📖 What are the typical investment options available within a 401(k) plan?
9/17/2025 02:53am
A 401(k) plan typically offers a variety of investment options to accommodate different risk tolerances and investment goals. The specific options available can vary depending on the plan provider and the plan itself, but here are some common investment choices:
1. **Target-Date Funds (TDFs)**: These funds, also known as "glide-path funds," automatically adjust the asset allocation over time, becoming more conservative as the target retirement date approaches.
2. **Stock Funds**: These funds invest primarily in U.S. equities and can be further categorized into large-cap, mid-cap, small-cap, or specialty funds (e.g., technology, healthcare).
3. **Bond Funds**: These funds invest in fixed income securities, providing a source of income and potential capital preservation. They can be categorized as government, corporate, or high-yield bond funds.
4. **Balanced Funds**: These funds combine stocks and bonds to provide a mix of growth and income.
5. **Index Funds**: These funds track a specific market index, such as the S&P 500, and aim to replicate the performance of that index.
6. **Exchange-Traded Funds (ETFs)**: Similar to index funds, ETFs track a basket of securities but trade on an exchange like a stock.
7. **Money Market Funds**: These funds invest in short-term, low-risk securities and typically offer lower returns but preserve capital and provide liquidity.

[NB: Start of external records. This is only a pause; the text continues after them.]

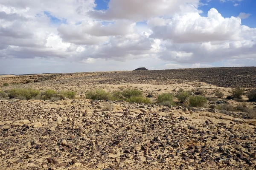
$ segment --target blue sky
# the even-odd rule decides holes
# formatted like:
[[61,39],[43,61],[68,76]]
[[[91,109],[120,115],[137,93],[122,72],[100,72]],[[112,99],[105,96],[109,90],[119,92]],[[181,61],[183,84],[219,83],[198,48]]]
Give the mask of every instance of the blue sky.
[[255,0],[20,0],[0,2],[0,74],[256,66]]

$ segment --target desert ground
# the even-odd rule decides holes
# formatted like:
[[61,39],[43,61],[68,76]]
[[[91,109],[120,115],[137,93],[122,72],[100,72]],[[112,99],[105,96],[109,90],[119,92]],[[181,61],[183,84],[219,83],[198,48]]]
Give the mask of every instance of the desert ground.
[[[0,99],[0,169],[255,169],[256,119],[236,108],[255,110],[247,94],[256,87],[255,67],[0,76],[6,94],[30,88],[76,94],[58,101]],[[241,99],[227,99],[236,88],[243,89]],[[154,103],[181,88],[207,104],[189,107],[176,98],[173,105]],[[126,89],[151,94],[152,103],[86,99],[88,90]]]

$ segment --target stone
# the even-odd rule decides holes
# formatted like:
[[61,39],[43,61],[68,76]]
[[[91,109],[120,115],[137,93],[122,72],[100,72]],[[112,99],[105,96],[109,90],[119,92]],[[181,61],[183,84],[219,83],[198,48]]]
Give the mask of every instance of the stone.
[[58,117],[58,118],[57,118],[57,119],[56,119],[56,121],[58,122],[62,122],[63,120],[63,119],[62,119],[62,118],[61,118],[61,117]]
[[103,164],[99,163],[97,165],[97,167],[98,168],[102,168],[104,167],[104,164]]
[[34,124],[34,125],[33,125],[33,127],[35,128],[41,127],[43,125],[42,125],[42,124],[41,122],[35,123]]
[[0,150],[0,153],[1,153],[1,154],[2,154],[2,155],[3,155],[4,154],[6,154],[6,153],[3,150]]
[[244,120],[242,119],[241,119],[237,118],[234,118],[233,121],[236,123],[243,123],[244,122]]
[[56,130],[53,126],[51,126],[50,128],[50,131],[51,131],[52,132],[55,132],[56,131]]
[[47,168],[47,163],[46,162],[42,162],[42,164],[41,164],[41,165],[44,168]]
[[65,139],[62,140],[62,141],[61,142],[61,144],[63,146],[65,146],[67,145],[67,141]]
[[50,158],[47,158],[47,161],[48,162],[48,163],[49,164],[55,164],[55,165],[58,165],[59,163],[57,158],[55,158],[55,157],[51,157]]

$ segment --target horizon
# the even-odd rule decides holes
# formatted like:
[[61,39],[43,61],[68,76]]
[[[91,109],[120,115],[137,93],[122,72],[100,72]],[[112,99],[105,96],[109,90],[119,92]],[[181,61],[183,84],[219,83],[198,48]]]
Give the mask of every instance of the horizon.
[[[230,66],[230,67],[201,67],[201,68],[170,68],[170,69],[157,69],[157,70],[143,70],[143,71],[164,71],[164,70],[183,70],[183,69],[204,69],[204,68],[243,68],[243,67],[256,67],[256,66]],[[140,67],[139,68],[144,68],[144,67]],[[137,68],[136,68],[137,69]],[[135,69],[134,69],[135,70]],[[27,76],[31,75],[38,75],[38,74],[74,74],[78,73],[97,73],[97,72],[112,72],[115,71],[138,71],[134,70],[112,70],[110,71],[84,71],[84,72],[64,72],[64,73],[28,73],[21,74],[0,74],[0,76],[5,75],[12,75],[12,76]]]
[[0,74],[254,67],[256,6],[253,0],[3,0]]

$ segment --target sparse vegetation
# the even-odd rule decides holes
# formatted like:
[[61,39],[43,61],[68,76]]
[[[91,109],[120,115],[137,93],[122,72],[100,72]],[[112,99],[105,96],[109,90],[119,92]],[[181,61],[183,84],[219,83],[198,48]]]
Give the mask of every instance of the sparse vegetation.
[[6,87],[6,86],[9,86],[9,84],[8,83],[7,83],[7,82],[5,82],[4,83],[3,83],[3,85],[4,87]]
[[123,99],[123,97],[122,92],[115,91],[112,93],[111,100],[121,100]]
[[247,95],[249,101],[251,102],[256,102],[256,89],[250,91]]
[[15,89],[9,91],[10,99],[17,99],[23,100],[38,99],[40,98],[40,91],[36,90],[28,89]]
[[221,98],[223,96],[224,96],[224,94],[221,91],[218,91],[215,92],[215,95],[217,96],[218,98]]
[[248,116],[251,119],[256,119],[256,108],[250,108],[247,110],[247,113],[248,113]]
[[131,97],[140,96],[142,95],[142,92],[136,89],[126,89],[122,92],[122,95],[126,98]]
[[232,95],[235,98],[241,99],[244,91],[241,88],[236,88],[232,90]]
[[231,105],[223,105],[221,106],[221,110],[223,110],[230,111],[234,111],[234,108]]
[[111,99],[110,93],[104,90],[97,90],[96,91],[89,90],[86,94],[86,98],[92,100],[110,100]]
[[[44,100],[50,100],[51,98],[56,99],[58,97],[58,92],[53,90],[47,90],[42,93],[42,98]],[[58,97],[60,99],[60,98]]]
[[157,102],[163,106],[174,105],[174,95],[170,93],[163,93],[157,96]]
[[144,98],[142,96],[133,96],[125,99],[126,102],[130,103],[151,103],[151,100],[148,98]]
[[177,95],[177,98],[178,99],[179,102],[180,102],[180,103],[185,102],[188,100],[190,96],[190,94],[187,91],[180,91],[180,93],[179,93]]
[[61,96],[70,99],[74,99],[76,94],[76,92],[73,91],[62,91],[60,93]]
[[189,98],[189,105],[199,108],[203,107],[207,103],[207,99],[201,96],[192,96]]
[[0,98],[5,98],[7,97],[6,94],[3,91],[0,91]]
[[195,92],[195,93],[194,94],[195,94],[196,95],[201,95],[202,94],[204,94],[204,90],[199,90],[198,91],[196,91]]

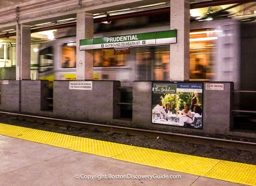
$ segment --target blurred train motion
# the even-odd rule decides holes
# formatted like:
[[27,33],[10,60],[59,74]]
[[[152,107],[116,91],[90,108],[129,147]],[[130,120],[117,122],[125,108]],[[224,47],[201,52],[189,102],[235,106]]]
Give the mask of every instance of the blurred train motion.
[[[169,30],[169,14],[166,14],[94,23],[94,37]],[[255,83],[248,86],[248,82],[255,78],[252,75],[256,70],[252,42],[256,38],[254,23],[227,18],[191,22],[190,80],[232,81],[235,89],[253,89]],[[31,79],[76,79],[76,33],[75,27],[60,29],[52,41],[32,41]],[[0,44],[4,46],[0,67],[15,68],[12,44]],[[127,54],[118,55],[113,48],[94,49],[93,55],[93,79],[119,80],[123,87],[132,86],[134,80],[169,80],[170,64],[175,60],[170,59],[169,45],[131,47]],[[8,73],[3,75],[2,68],[4,79]]]
[[[190,79],[234,81],[239,87],[239,25],[231,19],[210,22],[191,24]],[[125,31],[132,33],[169,28],[162,26]],[[122,31],[96,33],[94,37],[124,33],[125,32]],[[40,79],[76,79],[76,38],[67,36],[57,38],[40,47]],[[131,47],[129,54],[119,55],[115,55],[113,48],[94,49],[93,55],[95,80],[119,80],[123,86],[131,86],[134,80],[169,80],[169,45]],[[171,60],[175,61],[175,59]]]

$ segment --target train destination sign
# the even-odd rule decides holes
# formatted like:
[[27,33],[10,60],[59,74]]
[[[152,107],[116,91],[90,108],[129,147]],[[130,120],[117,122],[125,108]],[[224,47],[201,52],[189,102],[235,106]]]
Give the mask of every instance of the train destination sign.
[[127,47],[177,42],[177,30],[132,34],[109,37],[81,39],[80,49]]
[[92,90],[92,81],[69,82],[69,89]]

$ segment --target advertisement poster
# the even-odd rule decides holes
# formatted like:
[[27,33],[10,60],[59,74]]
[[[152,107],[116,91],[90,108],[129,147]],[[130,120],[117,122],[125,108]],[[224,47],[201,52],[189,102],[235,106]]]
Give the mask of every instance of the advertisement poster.
[[203,84],[152,82],[152,123],[203,128]]

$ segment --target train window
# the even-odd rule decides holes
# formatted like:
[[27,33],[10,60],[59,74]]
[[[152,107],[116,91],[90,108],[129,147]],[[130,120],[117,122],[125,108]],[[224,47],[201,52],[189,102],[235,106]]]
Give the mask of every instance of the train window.
[[[2,45],[0,46],[2,46]],[[4,47],[3,46],[0,47],[0,58],[4,59]]]
[[94,50],[93,66],[113,67],[125,65],[127,54],[114,55],[113,48]]
[[53,65],[53,50],[49,46],[39,52],[39,72],[46,72],[52,69]]
[[145,47],[146,52],[136,53],[139,80],[169,80],[169,48],[166,46]]
[[218,32],[207,29],[191,32],[190,79],[210,80],[212,78]]
[[61,67],[75,68],[76,66],[76,43],[69,43],[62,45]]

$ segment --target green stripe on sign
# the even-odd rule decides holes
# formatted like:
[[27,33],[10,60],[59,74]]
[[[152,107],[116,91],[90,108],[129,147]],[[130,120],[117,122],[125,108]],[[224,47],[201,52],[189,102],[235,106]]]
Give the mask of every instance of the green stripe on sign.
[[92,45],[93,39],[80,39],[79,42],[79,46],[88,45]]
[[177,37],[177,30],[165,30],[156,32],[156,38],[161,39]]
[[147,40],[156,39],[156,32],[148,32],[137,34],[137,38],[139,40]]
[[107,37],[105,38],[98,38],[93,39],[93,45],[102,44],[107,43]]

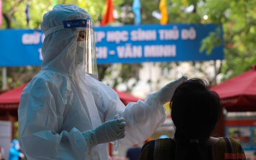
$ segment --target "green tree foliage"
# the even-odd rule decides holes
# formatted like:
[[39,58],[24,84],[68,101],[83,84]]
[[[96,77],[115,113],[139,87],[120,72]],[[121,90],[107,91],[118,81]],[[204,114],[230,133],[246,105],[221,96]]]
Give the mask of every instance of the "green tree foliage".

8. **Self-Directed 401(k) Options**: Some plans allow participants to invest in individual stocks, bonds, or real estate investment trusts (REITs), giving them more control over their investments.
9. **Roth 401(k) Options**: In addition to traditional pre-tax contributions, some plans offer the option to make Roth contributions with after-tax dollars, which can provide tax-free growth and withdrawals in retirement.
It's important to review your 401(k) plan's investment options and consult with a financial advisor to determine the best allocation based on your individual circumstances, risk tolerance, and retirement goals.